O prejuízo para o Estado, na saúde, no turismo e no transporte, é de pelo menos 50 bilhões de reais ao ano. Com 15 bilhões de reais se despolui da baía. Sabe-se que é no Rio que o poder público mais rouba no Brasil. É fácil confirmar isso. Até a mídia adestrada é obrigada a publicar isso de vez em quando. De modo que há dinheiro na burra.
Outra obra que tornaria o Rio ainda mais maravilhoso é o metrô ligando-o a Niterói por debaixo da Baía de Guanabara, como Paris é ligada a Londres por trem, com um trecho submerso de 37,9 quilômetros de extensão por debaixo do Canal da Mancha, a até 75 metros de profundidade, de Folkestone, no Reino Unido, a Coquelles, na França. A construção do Eurotúnel começou em 1988 e foi inaugurado em 6 de maio de 1994. Custou 4,650 bilhões de libras esterlinas.

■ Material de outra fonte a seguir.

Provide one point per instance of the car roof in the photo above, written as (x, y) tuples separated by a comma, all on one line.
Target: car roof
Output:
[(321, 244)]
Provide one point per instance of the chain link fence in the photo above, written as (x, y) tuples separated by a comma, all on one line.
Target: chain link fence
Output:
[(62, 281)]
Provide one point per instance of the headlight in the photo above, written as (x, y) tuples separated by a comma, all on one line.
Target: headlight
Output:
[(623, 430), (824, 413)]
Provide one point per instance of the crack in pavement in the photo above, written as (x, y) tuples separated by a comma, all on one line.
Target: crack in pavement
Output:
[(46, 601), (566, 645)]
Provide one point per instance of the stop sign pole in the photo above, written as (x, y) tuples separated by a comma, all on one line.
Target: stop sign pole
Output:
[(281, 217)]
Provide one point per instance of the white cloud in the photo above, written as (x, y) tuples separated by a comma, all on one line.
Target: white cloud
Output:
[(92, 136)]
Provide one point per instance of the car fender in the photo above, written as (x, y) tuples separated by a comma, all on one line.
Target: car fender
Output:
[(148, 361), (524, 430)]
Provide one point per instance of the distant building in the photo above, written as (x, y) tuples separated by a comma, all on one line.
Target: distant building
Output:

O túnel por baixo da Baía de Guanabara, da Praça XV, no Rio, à Praça Arariboia, em Niterói, beneficiaria em torno de 750 mil passageiros, diariamente. Sua construção não teria que desapropriar terrenos. De modo que se houver vontade política para estancar a roubalheira e melhorar o transporte viário do Rio-Niterói haverá dinheiro de sobra. Com a despoluição da Baía de Guanabara e metrô por debaixo dela o Rio-Niterói, que já é a cidade do Hemisfério Sul que mais cintila, ficará ainda mais maravilhosa.